1 Descriptive and inferential statistics Flashcards
(16 cards)
What is Statistics?
The science of collecting, analyzing, interpreting, presenting, and organizing data.
What are the two main branches of statistics?
Descriptive Statistics and Inferential Statistics.
What is Descriptive Statistics?
Methods for organizing, summarizing, and presenting data in an informative way (e.g., calculating means, creating graphs). It describes the features of a dataset.
What is Inferential Statistics?
Methods used to draw conclusions or make predictions about a larger population based on data collected from a smaller sample.
Define Population and Sample.
Population: The entire group of individuals, objects, or measurements of interest.
Sample: A subset or portion of the population selected for study.
What are Quantiles, Quartiles, and Percentiles used for?
They are used for describing data by dividing a probability distribution or a sample into continuous intervals with equal probabilities or observations.
Quantiles: General term for points dividing the data range.
Quartiles: Divide the data into four equal parts (Q1, Q2/Median, Q3).
Percentiles: Divide the data into 100 equal parts.
What is a Boxplot (or Box-and-Whisker Plot)?
A graphical representation of the distribution of a dataset based on its five-number summary: minimum, first quartile (Q1), median (Q2), third quartile (Q3), and maximum. It helps visualize central tendency, spread, and identify potential outliers.
What are Frequency and Density Distributions?
Frequency Distribution: A table or graph showing how often different values or ranges of values occur in a dataset.
Density Distribution: Represents the distribution of continuous data, often shown as a smoothed curve (like a PDF). The area under the curve represents probability.
What are Distribution Histograms and Curves used for?
They are visual tools used to represent the shape, center, and spread of a dataset’s distribution. Histograms use bars for frequency counts in intervals; curves (like density curves) provide a smoothed representation.
What is the basic concept of Probability?
The measure of the likelihood that a specific event will occur. It’s expressed as a number between 0 (impossibility) and 1 (certainty).
Why are Theoretical Distributions used?
They are used to model and describe random phenomena or variables. They provide a mathematical function that approximates the probability distribution of real-world data (e.g., Normal, Binomial, Poisson distributions).
Define PDF, CDF, and ICDF.
PDF (Probability Density Function): For continuous variables, describes the relative likelihood for a random variable to take on a given value. The area under the PDF curve between two points gives the probability of the variable falling within that range.
CDF (Cumulative Distribution Function): Gives the probability that a random variable is less than or equal to a specific value ‘x’.

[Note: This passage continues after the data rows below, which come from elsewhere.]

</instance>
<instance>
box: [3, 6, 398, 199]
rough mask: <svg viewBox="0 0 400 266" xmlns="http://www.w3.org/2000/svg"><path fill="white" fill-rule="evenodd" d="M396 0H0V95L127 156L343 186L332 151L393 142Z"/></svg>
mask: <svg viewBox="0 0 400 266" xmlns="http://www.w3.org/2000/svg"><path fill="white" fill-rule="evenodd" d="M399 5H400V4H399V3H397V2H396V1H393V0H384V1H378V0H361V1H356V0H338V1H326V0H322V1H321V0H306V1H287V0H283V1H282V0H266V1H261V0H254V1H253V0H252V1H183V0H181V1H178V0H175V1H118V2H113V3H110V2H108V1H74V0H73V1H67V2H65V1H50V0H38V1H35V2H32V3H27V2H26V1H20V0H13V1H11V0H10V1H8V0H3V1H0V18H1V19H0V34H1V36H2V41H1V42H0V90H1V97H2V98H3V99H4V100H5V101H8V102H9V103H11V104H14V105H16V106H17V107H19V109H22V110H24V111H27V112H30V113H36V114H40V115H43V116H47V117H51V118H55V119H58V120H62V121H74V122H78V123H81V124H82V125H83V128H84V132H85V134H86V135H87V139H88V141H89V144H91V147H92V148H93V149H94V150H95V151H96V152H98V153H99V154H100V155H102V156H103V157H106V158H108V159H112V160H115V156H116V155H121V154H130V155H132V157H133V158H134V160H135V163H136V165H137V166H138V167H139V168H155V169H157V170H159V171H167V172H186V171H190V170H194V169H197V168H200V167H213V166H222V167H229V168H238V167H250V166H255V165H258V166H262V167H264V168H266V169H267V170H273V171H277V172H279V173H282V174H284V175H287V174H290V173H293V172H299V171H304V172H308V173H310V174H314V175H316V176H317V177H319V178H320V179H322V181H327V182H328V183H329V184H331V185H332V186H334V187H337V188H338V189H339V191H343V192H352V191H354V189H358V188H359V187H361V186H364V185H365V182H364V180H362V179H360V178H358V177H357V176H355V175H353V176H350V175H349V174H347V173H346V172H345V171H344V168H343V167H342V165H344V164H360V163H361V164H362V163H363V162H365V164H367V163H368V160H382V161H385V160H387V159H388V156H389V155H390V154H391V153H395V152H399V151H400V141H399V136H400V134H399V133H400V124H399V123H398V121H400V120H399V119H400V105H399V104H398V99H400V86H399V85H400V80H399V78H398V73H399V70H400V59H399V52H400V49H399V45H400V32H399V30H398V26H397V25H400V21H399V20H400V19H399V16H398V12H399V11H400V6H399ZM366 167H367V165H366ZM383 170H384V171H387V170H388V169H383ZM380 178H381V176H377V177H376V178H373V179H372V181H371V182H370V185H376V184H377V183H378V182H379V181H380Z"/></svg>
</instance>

ICDF (Inverse Cumulative Distribution Function / Quantile Function): Given a probability ‘p’, it returns the value ‘x’ such that P(X ≤ x) = p. It’s the inverse of the CDF.
What is the Normal Distribution?
A continuous probability distribution that is symmetrical and bell-shaped. It’s defined by its mean (μ) and standard deviation (σ). Many natural phenomena approximate this distribution.
What are Standard Scores (Z-scores) and Standardization?
Standard Score (Z-score): Measures how many standard deviations a specific data point is away from the mean of its distribution. Formula: Z = (X - μ) / σ.
Standardization: The process of converting data points to Z-scores, resulting in a distribution with a mean of 0 and a standard deviation of 1. This allows comparison of scores from different distributions.
What is a QQ Plot (Quantile-Quantile Plot)?
A graphical tool used to assess if a dataset follows a particular theoretical distribution (often the Normal distribution). It plots the quantiles of the dataset against the quantiles of the theoretical distribution. If the points fall approximately on a straight line, the data likely follows that distribution.
What is the purpose of Normality Tests?
Formal statistical procedures (like Shapiro-Wilk or Kolmogorov-Smirnov tests) used to determine whether there is significant evidence to reject the hypothesis that a dataset comes from a normally distributed population.